Selon le Dr Lutaud, « les fruits secs de nos facultés peuvent se rendre à Beyrouth et y faire leurs études médicales, ils y trouveront les avantages suivants : pas de baccalauréat, pas de PCN, pas de service militaire, avis aux familles pauvres de cancres ! ». Or, la faculté de Beyrouth ne reçoit pas les étudiants français ni même les étudiants étrangers : un Allemand, un Suisse et deux Français y ont été refusés. Quant au service militaire, certes un Français résidant en Orient en est dispensé, « à condition qu’il ne s’installera pas en Europe ». Et quand Lutaud affirme que la faculté de Beyrouth prive les médecins français « des positions qu’ils occupaient autrefois dans les diverses régions de l’Asie Mineure », c’est faux ! Avant la création de cet établissement en 1883, il n’y avait que deux médecins français en Turquie, l’auteur du rapport, appartenant à la médecine navale, médecin sanitaire de France à Smyrne, et le médecin du consulat de France. Selon le rapporteur, « les anciens élèves de Beyrouth, anciens internes des hôpitaux, ont su faire couronner plusieurs de leurs travaux par l’Académie de médecine et l’Institut. Grâce à leur renom, les Syriens de Jérusalem, Jaffa, Tyr, Sidon, Saint-Jean d’Acre, Alep, Tripoli, Damas, etc., ne s’adressent pas pour se faire soigner à des médecins anglais ou allemands, mais à des Français ».

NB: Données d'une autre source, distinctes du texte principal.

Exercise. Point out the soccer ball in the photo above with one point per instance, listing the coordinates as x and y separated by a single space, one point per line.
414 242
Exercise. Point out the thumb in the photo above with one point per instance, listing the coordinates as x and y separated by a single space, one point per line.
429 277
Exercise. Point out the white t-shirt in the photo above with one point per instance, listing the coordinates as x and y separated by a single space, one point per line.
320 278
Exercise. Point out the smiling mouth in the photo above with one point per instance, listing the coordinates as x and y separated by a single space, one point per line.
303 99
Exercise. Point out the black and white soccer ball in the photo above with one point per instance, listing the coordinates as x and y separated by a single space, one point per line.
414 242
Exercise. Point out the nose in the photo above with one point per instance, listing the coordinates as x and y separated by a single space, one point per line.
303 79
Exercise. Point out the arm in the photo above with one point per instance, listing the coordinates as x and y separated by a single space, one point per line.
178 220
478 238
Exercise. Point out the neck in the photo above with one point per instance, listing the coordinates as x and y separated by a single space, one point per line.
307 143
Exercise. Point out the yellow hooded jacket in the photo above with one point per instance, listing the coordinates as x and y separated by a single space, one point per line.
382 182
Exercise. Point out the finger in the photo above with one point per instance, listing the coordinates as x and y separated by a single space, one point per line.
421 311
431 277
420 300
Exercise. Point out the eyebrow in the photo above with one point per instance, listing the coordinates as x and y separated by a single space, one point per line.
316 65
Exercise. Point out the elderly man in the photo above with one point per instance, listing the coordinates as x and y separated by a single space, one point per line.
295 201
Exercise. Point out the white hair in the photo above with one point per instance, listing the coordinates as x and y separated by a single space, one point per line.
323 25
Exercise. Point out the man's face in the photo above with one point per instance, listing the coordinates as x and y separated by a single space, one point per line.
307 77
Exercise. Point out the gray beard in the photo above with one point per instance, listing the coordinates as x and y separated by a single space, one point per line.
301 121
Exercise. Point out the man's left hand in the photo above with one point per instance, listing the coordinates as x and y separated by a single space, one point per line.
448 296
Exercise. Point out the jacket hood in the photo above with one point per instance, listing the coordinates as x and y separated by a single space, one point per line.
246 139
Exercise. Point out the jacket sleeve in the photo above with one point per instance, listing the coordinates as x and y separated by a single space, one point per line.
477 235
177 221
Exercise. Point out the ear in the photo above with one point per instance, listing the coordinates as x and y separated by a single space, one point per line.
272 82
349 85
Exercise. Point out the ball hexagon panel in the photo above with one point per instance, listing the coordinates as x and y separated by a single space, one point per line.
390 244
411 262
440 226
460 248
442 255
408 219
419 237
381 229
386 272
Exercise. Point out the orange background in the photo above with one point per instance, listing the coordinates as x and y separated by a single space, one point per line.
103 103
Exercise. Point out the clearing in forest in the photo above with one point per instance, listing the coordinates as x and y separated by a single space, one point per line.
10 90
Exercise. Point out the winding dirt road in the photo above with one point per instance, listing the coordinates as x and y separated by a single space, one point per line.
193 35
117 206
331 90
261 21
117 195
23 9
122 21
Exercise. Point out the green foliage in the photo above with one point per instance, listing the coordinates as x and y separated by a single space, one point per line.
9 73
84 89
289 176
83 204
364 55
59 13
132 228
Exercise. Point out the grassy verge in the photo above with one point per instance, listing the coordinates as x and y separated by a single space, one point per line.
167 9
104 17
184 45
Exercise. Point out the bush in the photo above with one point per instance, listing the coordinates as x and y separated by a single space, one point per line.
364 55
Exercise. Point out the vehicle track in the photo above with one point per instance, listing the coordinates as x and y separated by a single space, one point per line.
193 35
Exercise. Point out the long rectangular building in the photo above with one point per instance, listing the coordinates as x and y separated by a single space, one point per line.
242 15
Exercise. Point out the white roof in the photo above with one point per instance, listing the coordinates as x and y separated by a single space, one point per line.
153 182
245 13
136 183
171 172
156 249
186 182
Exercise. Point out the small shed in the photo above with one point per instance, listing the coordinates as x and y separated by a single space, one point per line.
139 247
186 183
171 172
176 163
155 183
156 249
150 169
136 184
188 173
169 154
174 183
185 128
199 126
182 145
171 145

L’effectif étudiant de l’USJ passe de onze en 1884 à 305 en 1913. En 1897, les 126 élèves viennent de Syrie, mais aussi de l’Égypte, de la Mésopotamie ou des îles grecques. Cette même année, le professeur de médecine Lannelongue, dans le compte-rendu qu’il fait au conseil général des facultés de Paris de son voyage au Proche-Orient, cite la concurrence faite à la faculté de médecine de Beyrouth par la faculté protestante américaine. Le Syrian protestant college, fondé en 1866 par une mission américaine en vue de contrer les missions d’autres obédiences et devenu l’American University of Beyrout, offre des cours de lettres, médecine et pharmacie, et il est très soutenu et influencé par l’Angleterre. Selon le professeur Lannelongue, l’établissement français est recherché en raison de la valeur des études qu’il offre : les docteurs qu’il forme exercent en Palestine et en Égypte, ainsi qu’en Turquie après validation de leur diplôme à la faculté ottomane de Constantinople. Quant à la faculté américaine, l’enseignement médical qu’on y donne serait « loin d’être bien sérieux ». En 1907, pour lutter contre la concurrence américaine, la France apporte à Beyrouth du matériel pour l’enseignement de l’anatomie et de la médecine opératoire.